A Pap smear is a screening test for the Human Papilloma Virus (HPV) and is sometimes done during a pelvic exam. Cervical cancer is known to be caused by certain types of the HPV virus. The Pap test collects cells from the surface of the cervix, which is the opening to the uterus. These cells are then examined under a microscope to see if abnormalities are caused by HPV or if the HPV virus itself is present.
What is HPV?
HPV is technically a sexually transmitted infection that can cause changes in cells which may lead to cervical cancer. In the U.S. about 80% of women will have HPV during their lifetime, although very few go on to develop cervical cancer. The cancer growth rate is very slow and can take up to 10 to 15 years before cancer cells are present. Most women contract HPV when they are younger due to cervix structure. For most, the infection lasts just a short time before the body’s immune system clears it away; but for a few the infection persists. This can lead to abnormalities in the cells of the cervix. If a person has had two or more sexual partners in their lifetime, they have probably been exposed to HPV.
Are there different types of HPV?
There are many different types of HPV, but we’re going to focus on four types. HPV Types 6 and 11 are considered “low risk” and can cause warts. This type of HPV is a skin virus and is caused from skin to skin contact. Condoms will not prevent this type of HPV. HPV Types 16 and 18 are considered “high risk” and are the main virus types that can lead to cellular changes in the cervix. If left untreated these high-risk HPV viruses can, potentially, cause cancer.
Will the vaccine prevent HPV?
The HPV vaccine Gardasil-9© is designed to prevent HPV infections from 9 different strains of HPV: Types 6, 11, 16 18, 31, 33, 45, 52 and 58. If you are interested in the Gardasil-9© vaccine, talk to your healthcare provider.
What will happen if my Pap result is abnormal or I have a positive HPV test?
Depending on the type of abnormality or the type of HPV present, you will be instructed by your doctor to come back to the office for a follow-up appointment. That appointment may be for a repeat Pap smear or it may be for a test called Colposcopy.
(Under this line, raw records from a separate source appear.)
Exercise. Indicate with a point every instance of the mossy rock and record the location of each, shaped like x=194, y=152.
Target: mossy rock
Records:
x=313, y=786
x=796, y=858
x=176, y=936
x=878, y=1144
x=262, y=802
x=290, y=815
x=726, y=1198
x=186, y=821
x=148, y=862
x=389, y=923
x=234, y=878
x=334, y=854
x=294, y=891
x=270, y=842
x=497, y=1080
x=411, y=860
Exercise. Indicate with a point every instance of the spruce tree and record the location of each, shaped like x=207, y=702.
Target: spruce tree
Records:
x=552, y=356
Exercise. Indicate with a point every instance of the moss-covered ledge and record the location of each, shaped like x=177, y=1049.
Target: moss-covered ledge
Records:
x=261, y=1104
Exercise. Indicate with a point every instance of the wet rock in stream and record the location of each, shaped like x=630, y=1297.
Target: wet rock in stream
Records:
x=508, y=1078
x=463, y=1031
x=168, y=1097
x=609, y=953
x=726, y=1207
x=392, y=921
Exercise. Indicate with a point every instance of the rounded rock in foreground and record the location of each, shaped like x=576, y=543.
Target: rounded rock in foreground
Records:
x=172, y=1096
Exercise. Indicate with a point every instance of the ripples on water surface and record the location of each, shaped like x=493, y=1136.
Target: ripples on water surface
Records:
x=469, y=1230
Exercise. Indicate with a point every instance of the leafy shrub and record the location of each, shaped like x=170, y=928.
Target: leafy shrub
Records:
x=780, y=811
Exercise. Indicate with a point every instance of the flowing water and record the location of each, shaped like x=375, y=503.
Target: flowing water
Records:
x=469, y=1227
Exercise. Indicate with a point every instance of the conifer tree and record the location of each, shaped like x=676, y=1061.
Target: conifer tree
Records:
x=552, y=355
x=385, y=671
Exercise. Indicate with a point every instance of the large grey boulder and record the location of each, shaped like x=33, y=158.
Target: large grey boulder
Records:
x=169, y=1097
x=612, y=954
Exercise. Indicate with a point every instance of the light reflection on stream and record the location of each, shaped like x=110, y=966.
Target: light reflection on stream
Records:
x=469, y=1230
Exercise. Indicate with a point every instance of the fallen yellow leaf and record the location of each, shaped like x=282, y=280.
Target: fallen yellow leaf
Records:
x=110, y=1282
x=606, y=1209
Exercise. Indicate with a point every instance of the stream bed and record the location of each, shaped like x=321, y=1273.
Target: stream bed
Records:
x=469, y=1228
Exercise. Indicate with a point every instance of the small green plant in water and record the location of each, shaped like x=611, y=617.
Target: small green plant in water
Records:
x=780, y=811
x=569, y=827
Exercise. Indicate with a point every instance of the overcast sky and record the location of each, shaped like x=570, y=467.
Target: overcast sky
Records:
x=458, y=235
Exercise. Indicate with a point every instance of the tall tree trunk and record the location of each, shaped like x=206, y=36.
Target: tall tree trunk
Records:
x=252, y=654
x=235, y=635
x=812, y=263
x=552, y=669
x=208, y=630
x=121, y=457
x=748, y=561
Regardless of the type of follow-up you have you should be aware of a few things:
- If you are pregnant, rest assured that the Colposcopy is a safe procedure, however we would prefer to do it during your second or third trimester.
- If you are not pregnant, continue your current form of birth control. If you’re not using birth control, you should start using condoms and schedule your Colposcopy appointment out about two weeks. You will likely receive a pregnancy test in the office before your Colposcopy is performed.
- Do not use any douche, vaginal creams, or have intercourse in the 48 hours before your Colposcopy. We don’t want anything to obscure the doctor’s view of your cervix during the test.
- During the Colposcopy your doctor will apply a solution of acetic acid (vinegar) to your cervix and inspect the area with a special microscope. It will feel very much like a pelvic exam. If there are any areas that look concerning a biopsy (a small pinch of tissue) will be removed from that area and sent to the lab for further testing.
- You will be scheduled for one more appointment with your doctor in about 2 weeks to review the results of any biopsies or tissue samples taken during the Colposcopy.
The goal of Pap smear testing is to identify problems early before they become cancerous. Although a Pap test may not be needed every year, women should still see their provider on an annual basis for a Preventive or “Well Woman” exam. At that time your healthcare provider will review your history and unique risk factors and make a recommendation as to how frequently you should have Pap testing.